2. Fasting / Low Blood Glucose

• Low blood glucose stimulates alpha cells → glucagon release.

• Glucagon inhibits glycolysis and Krebs cycle → conserves glucose for homeostasis.

• Mechanisms to increase blood glucose:

  1. Glycogenolysis: Glycogen → glucose

  2. Gluconeogenesis: Non-carbohydrate sources → glucose

     • Substrates:

       • Glycerol (from triglycerides via lipolysis)

       • Amino acids

       • Oxaloacetate (from pyruvate)

       • Lactate

• Fatty acids cannot form glucose directly → converted to acetyl-CoA.

  • Low oxaloacetate (used for gluconeogenesis) → acetyl-CoA accumulates → ketogenesis.

3. Ketogenesis

• Excess acetyl-CoA → forms ketone bodies:

  1. Acetoacetate

  2. Beta-hydroxybutyrate

  3. Acetone (exhaled, sweet/fruity smell)

• Ketones as energy:

  • Can cross blood-brain barrier → converted to acetyl-CoA in brain → Krebs cycle → ATP.

  • Occurs primarily in liver; brain uses ketones as backup energy.

4. Diabetes Mellitus and DKA

Type 1 Diabetes

• Autoimmune destruction of beta cells → no insulin.

• Consequences:

  • Low insulin, high glucagon

  • Glycolysis/Krebs cycle inhibited

  • High blood glucose persists

  • Glucagon stimulates gluconeogenesis + lipolysis → ketone accumulation → acidosis

Type 2 Diabetes

• Insulin produced but ineffective (insulin resistance).

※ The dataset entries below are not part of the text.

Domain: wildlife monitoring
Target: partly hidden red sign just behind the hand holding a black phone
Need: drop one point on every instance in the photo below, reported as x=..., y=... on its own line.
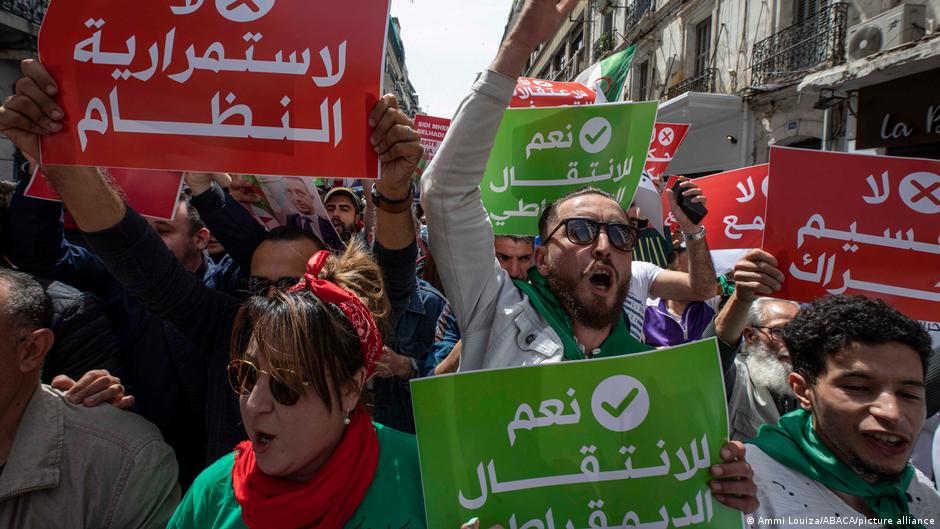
x=736, y=203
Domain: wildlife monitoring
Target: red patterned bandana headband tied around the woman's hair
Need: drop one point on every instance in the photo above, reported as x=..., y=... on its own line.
x=370, y=340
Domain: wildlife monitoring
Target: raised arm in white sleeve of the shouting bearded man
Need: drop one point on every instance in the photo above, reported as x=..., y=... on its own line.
x=459, y=230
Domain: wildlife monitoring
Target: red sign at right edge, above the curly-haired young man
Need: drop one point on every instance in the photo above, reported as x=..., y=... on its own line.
x=856, y=224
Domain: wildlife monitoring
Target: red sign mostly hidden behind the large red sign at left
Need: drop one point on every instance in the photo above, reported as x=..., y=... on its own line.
x=151, y=193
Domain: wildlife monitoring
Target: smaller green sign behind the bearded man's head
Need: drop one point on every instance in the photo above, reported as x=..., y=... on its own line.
x=542, y=153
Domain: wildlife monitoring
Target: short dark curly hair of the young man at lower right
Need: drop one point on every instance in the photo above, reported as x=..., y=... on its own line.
x=829, y=324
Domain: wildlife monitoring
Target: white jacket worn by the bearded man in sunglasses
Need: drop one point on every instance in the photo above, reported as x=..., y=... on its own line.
x=498, y=325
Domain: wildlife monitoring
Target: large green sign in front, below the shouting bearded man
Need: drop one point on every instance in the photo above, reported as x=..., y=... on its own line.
x=603, y=443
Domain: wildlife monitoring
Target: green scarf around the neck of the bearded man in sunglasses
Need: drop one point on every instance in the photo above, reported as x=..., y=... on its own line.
x=619, y=342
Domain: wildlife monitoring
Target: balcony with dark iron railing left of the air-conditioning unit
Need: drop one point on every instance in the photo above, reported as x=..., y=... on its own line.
x=788, y=54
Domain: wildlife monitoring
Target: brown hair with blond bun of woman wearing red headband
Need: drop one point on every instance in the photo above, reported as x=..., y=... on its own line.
x=309, y=337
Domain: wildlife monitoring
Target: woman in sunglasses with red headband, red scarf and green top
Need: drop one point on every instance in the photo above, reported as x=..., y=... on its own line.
x=314, y=459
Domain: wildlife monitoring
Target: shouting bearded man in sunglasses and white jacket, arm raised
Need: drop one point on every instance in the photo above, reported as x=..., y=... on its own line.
x=571, y=308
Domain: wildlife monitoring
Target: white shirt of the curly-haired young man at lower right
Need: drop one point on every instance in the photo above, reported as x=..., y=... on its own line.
x=789, y=499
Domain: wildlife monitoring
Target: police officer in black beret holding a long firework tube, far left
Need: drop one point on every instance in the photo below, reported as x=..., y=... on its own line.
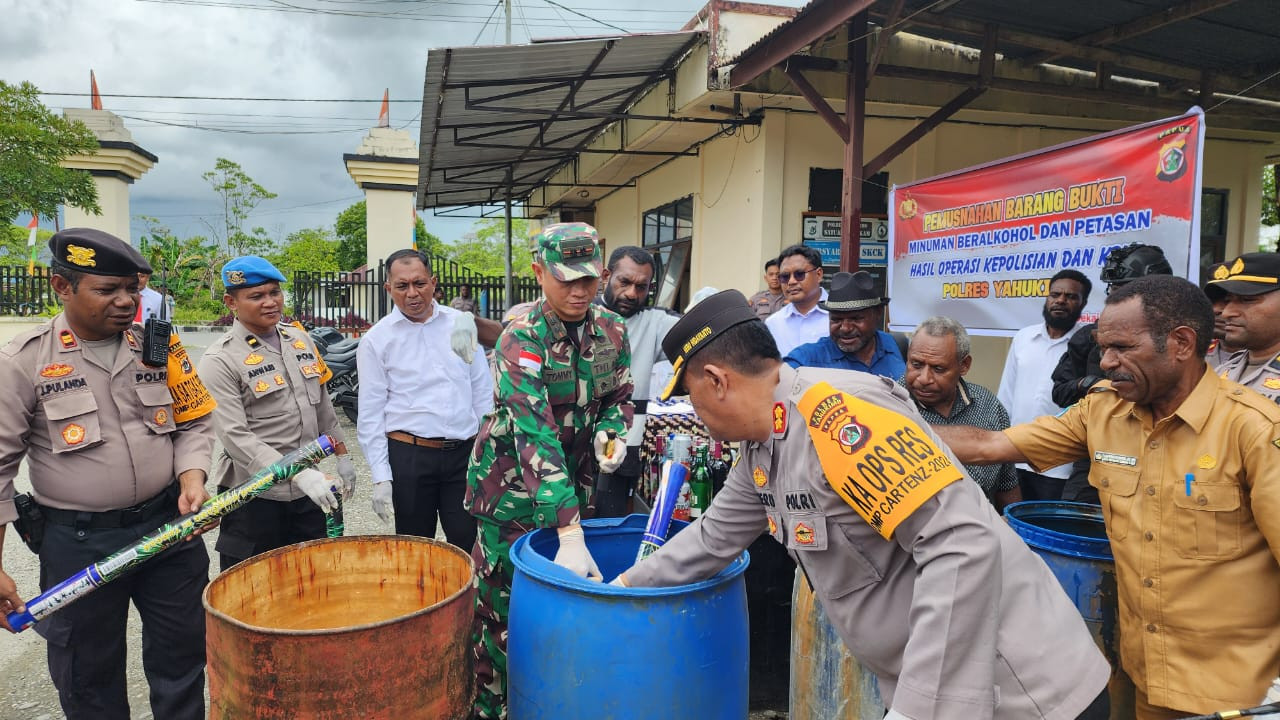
x=115, y=449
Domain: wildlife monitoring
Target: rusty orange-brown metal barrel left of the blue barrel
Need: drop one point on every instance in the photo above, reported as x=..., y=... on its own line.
x=362, y=627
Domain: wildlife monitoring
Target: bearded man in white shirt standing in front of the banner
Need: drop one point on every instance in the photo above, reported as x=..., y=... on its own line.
x=1027, y=385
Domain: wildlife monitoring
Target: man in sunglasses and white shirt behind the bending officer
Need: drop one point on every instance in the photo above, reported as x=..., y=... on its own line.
x=801, y=321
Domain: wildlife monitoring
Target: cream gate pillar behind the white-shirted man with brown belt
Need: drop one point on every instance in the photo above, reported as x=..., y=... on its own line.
x=386, y=168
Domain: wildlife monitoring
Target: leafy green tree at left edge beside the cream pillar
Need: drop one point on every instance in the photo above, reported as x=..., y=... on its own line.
x=34, y=142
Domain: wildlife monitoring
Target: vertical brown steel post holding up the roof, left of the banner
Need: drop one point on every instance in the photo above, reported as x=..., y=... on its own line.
x=856, y=112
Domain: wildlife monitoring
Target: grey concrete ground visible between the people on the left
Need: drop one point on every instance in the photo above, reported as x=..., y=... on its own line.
x=26, y=692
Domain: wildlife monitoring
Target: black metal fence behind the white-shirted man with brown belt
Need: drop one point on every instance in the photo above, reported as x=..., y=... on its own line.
x=355, y=300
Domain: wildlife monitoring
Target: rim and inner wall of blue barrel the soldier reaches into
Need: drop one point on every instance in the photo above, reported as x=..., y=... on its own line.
x=543, y=569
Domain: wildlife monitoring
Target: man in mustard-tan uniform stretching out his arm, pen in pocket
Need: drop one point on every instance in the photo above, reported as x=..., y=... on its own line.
x=1188, y=470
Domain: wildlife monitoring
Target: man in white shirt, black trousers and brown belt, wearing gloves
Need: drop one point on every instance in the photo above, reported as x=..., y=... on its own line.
x=420, y=407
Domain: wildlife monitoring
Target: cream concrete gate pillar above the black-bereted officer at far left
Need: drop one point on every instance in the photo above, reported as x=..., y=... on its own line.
x=115, y=167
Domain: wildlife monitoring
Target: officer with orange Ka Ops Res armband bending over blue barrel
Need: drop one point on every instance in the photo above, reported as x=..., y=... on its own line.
x=918, y=575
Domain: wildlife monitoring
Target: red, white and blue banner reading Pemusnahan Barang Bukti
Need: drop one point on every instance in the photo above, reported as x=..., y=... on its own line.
x=981, y=245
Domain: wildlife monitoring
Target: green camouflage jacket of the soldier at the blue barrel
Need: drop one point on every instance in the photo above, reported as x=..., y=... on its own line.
x=533, y=457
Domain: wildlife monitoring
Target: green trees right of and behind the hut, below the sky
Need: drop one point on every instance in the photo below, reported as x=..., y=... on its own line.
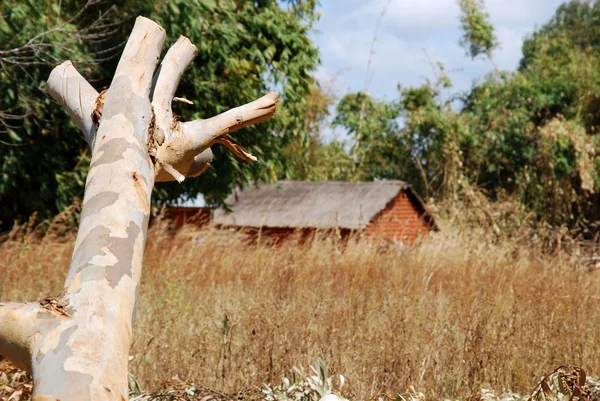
x=532, y=134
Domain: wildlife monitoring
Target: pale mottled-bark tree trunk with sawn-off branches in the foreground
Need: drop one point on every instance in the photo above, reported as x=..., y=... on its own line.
x=77, y=345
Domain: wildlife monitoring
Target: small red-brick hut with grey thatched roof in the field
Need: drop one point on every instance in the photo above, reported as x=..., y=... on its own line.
x=387, y=209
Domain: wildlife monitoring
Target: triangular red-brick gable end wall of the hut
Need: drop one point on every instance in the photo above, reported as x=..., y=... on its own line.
x=399, y=221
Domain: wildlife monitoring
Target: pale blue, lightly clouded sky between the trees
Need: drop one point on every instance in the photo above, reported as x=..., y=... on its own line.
x=413, y=35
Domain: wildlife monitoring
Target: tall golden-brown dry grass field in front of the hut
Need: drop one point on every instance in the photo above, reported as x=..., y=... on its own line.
x=461, y=311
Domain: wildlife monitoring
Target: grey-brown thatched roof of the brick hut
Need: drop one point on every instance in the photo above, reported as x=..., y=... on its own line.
x=313, y=204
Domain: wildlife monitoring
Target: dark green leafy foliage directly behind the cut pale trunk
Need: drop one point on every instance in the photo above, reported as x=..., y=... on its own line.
x=245, y=49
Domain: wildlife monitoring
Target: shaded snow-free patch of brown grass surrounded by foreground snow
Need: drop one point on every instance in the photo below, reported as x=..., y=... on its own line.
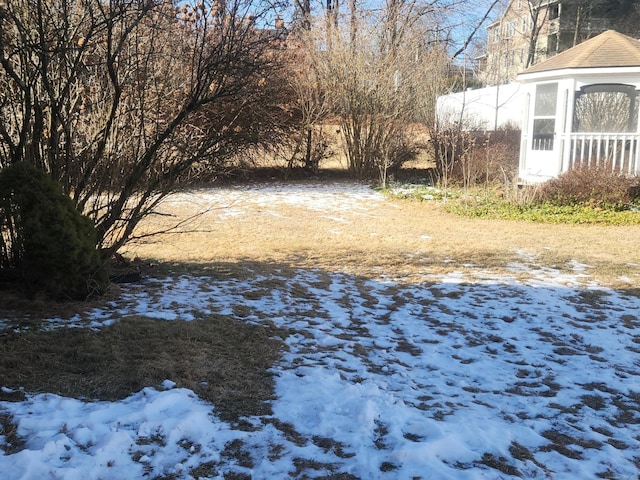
x=224, y=361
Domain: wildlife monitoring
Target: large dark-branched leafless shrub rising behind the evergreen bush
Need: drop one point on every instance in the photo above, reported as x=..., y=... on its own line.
x=119, y=100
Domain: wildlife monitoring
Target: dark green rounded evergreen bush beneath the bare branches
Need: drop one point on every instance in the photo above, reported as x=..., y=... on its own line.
x=50, y=244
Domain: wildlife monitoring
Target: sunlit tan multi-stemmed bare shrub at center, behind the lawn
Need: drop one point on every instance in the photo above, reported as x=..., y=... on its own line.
x=372, y=88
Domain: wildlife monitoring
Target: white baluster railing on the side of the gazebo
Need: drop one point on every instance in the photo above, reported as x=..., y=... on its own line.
x=619, y=151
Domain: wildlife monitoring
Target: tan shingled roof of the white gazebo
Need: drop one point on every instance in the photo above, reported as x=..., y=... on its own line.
x=609, y=49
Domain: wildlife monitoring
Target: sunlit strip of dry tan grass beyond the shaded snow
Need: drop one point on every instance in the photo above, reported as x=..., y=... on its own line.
x=401, y=238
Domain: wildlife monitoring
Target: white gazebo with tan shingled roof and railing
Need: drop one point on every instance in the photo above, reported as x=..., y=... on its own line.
x=581, y=109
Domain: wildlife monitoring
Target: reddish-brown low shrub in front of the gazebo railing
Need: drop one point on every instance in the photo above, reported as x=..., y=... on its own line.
x=598, y=187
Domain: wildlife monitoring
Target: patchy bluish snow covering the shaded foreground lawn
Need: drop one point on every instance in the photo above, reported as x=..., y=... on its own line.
x=451, y=376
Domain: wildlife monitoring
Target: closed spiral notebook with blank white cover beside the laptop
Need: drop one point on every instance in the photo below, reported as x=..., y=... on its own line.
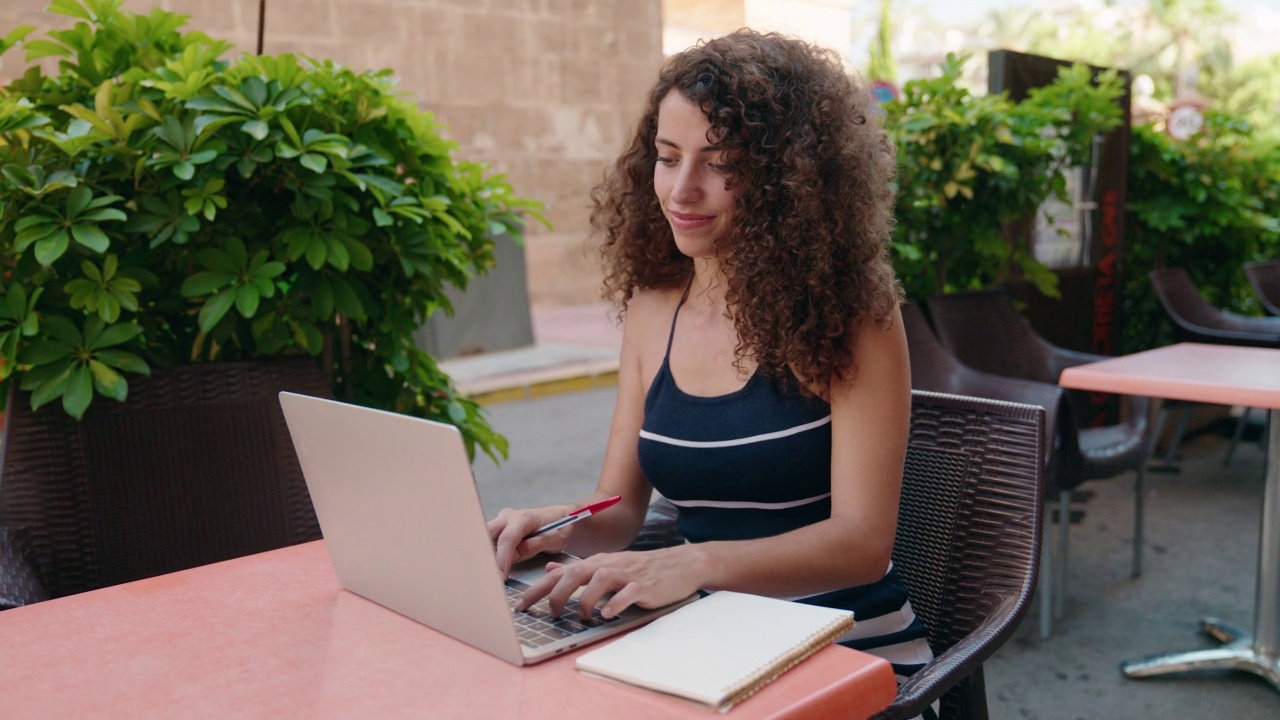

5. Diabetic Ketoacidosis (DKA)

Diagnostic criteria:

1. Hyperglycemia (high blood glucose)

2. Ketosis (high blood/urine ketones)

3. Metabolic acidosis (high anion gap)

• Mechanism of high anion gap:

  • Ketone bodies release H⁺ ions → bind bicarbonate → bicarbonate drops → anion gap rises.

  • Normal anion gap ≈ 12 mEq/L; DKA → >16 mEq/L

• Consequences:

  • Acidosis: stimulates chemoreceptors → vomiting, fluid loss

  • Hyperventilation (Kussmaul breathing) to expel CO₂

  • Hypokalemia: H⁺ exchanged for K⁺ → K⁺ lost in urine

  • Glucosuria & polyuria: high glucose → osmotic diuresis → dehydration

6. Treatment of DKA

1. Insulin → suppresses glucagon, restores glucose utilization

2. Fluid replacement → correct dehydration

3. Electrolyte replacement → especially potassium

7. Key Concepts

• Fed state: insulin dominates → glucose uptake + ATP production

• Fasting: glucagon dominates → glycogenolysis, gluconeogenesis, ketogenesis

• Ketone bodies: acetoacetate, beta-hydroxybutyrate, acetone

• Type 1 diabetes: insulin deficiency → uncontrolled ketogenesis → DKA

• DKA complications: acidosis, dehydration, hypokalemia, fruity breath, Kussmaul breathing.